Senti algo estranho se mover em mim. Quis tocar o rosto dele, mas não pude. Ele apontou para o homem caído as minhas costas e fez gestos para me virar. Ainda não conseguia entender o motivo daquilo.
E sua voz soou em minha mente, mas agora era mais grave e parecia acompanhada por outras mil vozes. Ele disse:
“Veja. Agora, lembre-se!”
Como se um flash estivesse atravessado o meu cérebro eu senti o corpo pesar, senti a dor me invadir, mas pude finalmente abrir os olhos e quando o fiz, lembrei.

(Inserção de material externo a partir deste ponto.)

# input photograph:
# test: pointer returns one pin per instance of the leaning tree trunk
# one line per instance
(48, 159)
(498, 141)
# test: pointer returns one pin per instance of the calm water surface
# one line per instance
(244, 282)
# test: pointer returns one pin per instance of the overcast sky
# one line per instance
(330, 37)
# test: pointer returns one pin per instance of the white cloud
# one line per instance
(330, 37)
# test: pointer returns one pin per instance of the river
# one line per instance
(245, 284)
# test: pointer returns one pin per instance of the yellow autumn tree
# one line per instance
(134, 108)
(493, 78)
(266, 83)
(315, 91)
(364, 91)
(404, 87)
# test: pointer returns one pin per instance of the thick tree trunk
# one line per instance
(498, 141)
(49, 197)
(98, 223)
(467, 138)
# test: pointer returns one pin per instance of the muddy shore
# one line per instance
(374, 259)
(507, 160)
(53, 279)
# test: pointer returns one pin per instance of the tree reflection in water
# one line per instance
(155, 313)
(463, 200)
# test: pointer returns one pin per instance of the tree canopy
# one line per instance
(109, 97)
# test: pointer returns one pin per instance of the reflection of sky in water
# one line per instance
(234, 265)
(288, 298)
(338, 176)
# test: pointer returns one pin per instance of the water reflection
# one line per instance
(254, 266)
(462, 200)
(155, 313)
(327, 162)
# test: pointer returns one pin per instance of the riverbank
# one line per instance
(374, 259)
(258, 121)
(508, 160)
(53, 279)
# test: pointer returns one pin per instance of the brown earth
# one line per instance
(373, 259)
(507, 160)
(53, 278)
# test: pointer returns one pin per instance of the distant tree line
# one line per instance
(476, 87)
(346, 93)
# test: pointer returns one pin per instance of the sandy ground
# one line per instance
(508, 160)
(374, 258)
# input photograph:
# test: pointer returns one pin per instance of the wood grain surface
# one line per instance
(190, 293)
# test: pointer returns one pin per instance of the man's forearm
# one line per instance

Aquele homem, o do jornal, estava morrendo e eu sabia porque, mas não podia acreditar. Corri até ele, tentei toca-lo.
“Ainda não pode toca-lo. Ele ainda não está morto.”
Lágrimas inundaram o meu rosto, senti uma angustia tão forte em mim, agora eu entendia o que precisava lembrar. Eu o conhecia, conhecia aquele homem e agora ele estava morrendo.

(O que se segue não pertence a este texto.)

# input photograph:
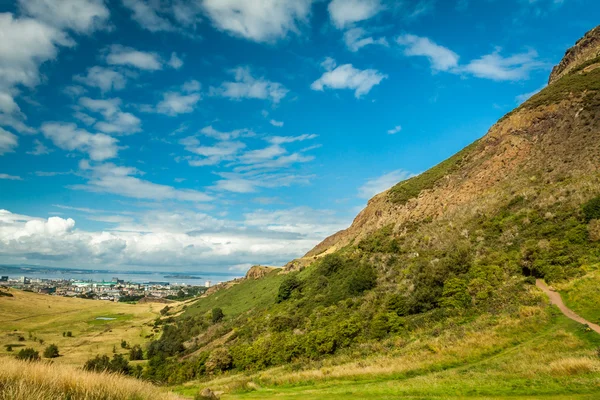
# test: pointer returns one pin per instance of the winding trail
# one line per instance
(557, 300)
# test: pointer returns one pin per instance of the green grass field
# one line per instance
(240, 298)
(33, 317)
(539, 354)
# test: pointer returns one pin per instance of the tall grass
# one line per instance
(20, 380)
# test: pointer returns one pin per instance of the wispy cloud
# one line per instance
(347, 77)
(382, 183)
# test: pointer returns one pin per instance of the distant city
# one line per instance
(131, 286)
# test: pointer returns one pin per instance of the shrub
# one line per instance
(287, 287)
(455, 294)
(28, 354)
(165, 310)
(136, 353)
(591, 209)
(362, 279)
(118, 364)
(217, 315)
(219, 360)
(51, 351)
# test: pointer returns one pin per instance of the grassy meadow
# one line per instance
(21, 380)
(26, 318)
(539, 354)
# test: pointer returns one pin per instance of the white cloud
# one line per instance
(174, 103)
(147, 15)
(258, 20)
(215, 134)
(246, 86)
(211, 155)
(26, 43)
(395, 130)
(491, 66)
(10, 177)
(105, 79)
(121, 55)
(290, 139)
(347, 12)
(382, 183)
(68, 137)
(251, 181)
(441, 58)
(170, 239)
(39, 149)
(116, 122)
(8, 104)
(513, 68)
(8, 142)
(347, 77)
(191, 86)
(175, 62)
(83, 16)
(357, 38)
(122, 181)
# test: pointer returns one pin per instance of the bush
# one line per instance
(28, 354)
(217, 315)
(136, 353)
(118, 364)
(219, 360)
(51, 351)
(591, 209)
(289, 284)
(362, 279)
(455, 294)
(165, 310)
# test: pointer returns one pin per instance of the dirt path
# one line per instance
(557, 300)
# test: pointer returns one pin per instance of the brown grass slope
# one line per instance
(551, 144)
(20, 380)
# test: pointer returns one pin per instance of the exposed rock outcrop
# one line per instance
(587, 48)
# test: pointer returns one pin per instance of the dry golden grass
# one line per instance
(574, 366)
(20, 380)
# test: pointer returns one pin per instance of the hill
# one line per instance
(35, 321)
(21, 380)
(435, 279)
(431, 293)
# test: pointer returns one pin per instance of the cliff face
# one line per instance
(554, 138)
(586, 48)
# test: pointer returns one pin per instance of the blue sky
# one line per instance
(216, 134)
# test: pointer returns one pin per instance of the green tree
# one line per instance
(455, 294)
(28, 354)
(51, 351)
(591, 209)
(217, 315)
(136, 353)
(289, 284)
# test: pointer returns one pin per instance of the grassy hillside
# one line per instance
(21, 380)
(33, 317)
(434, 284)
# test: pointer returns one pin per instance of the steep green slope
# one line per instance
(433, 282)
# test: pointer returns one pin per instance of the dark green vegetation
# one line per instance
(410, 188)
(51, 351)
(446, 295)
(28, 354)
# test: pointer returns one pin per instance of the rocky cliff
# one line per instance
(553, 138)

Pousei a mão a centímetros do rosto dele, mas meus dedos não chegavam em sua pele. Eu o amava, amava muito. Sabia que havíamos nos amado como pessoas e apesar de parecer tudo tão distante, o meu amor ainda era imenso. Ele estava de olhos fechados e eu chorava ajoelhada ao seu lado.
“Não pudemos evitar que isso ocorresse. Ele escolheu assim quando você deixou o seu corpo. E é por causa disso que eu não a levei embora assim que você atravessou. Ele a amou muito e foi esse amor que não a permitiu se afastar deste mundo. Mas se você estiver longe, ele poderá esquecer com o tempo.”
Minhas lágrimas caiam e meu peito doía ao lembrar da vida que havíamos tido juntos. De repente senti que o corpo dele estava se entregando. Não! Não podia! Ele tinha que viver! Não podia ser assim, então eu gritei, o som finalmente pode sair dos meus lábios e algo aconteceu.
Eu o vi abrir os olhos e foca-los diretamente em mim. Uma pequena lágrima escorreu. Ele havia me visto. Sorri de emoção. Meu amor pôde me ver. Eu te amo... reproduzi com os lábios e ele fez o mesmo. Ainda não podia tocá-lo, o que demonstrava que ele estava vivo.
Não queria que ele morresse, não podia. Eu o amava muito para vê-lo morto. Virei-me para o ser às minhas costas e o encarei. Implorei para que o deixasse viver. Ele acenou com a cabeça e pude ouvir sua voz celestial:
“Ele irá viver se assim o desejar, mas não poderá se lembrar de nada. Não temos permissão para deixá-los lembrar. Você também não poderá continuar aqui se quiser tê-lo vivo, pois assim ele poderá seguir em frente.”
Meus olhos estavam encharcados, mas meu amor era muito grande. Desejava que ele vivesse. Então escolhi.
Minutos depois, percebi os paramédicos entrarem no local e levarem o corpo dele para dentro da ambulância. Estava do lado de fora enquanto observava o carro se afastar com as luzes piscando e o barulho que as sirenes provavelmente estavam fazendo.
Viva meu amor, seja feliz.
Senti o leve toque dos dedos luminosos em meu ombro. Em meu corpo uma corrente de energia começou a atravessar e fui puxada pelo ser que me envolveu em seus braços enquanto minhas ultimas lágrimas caiam dos meus olhos.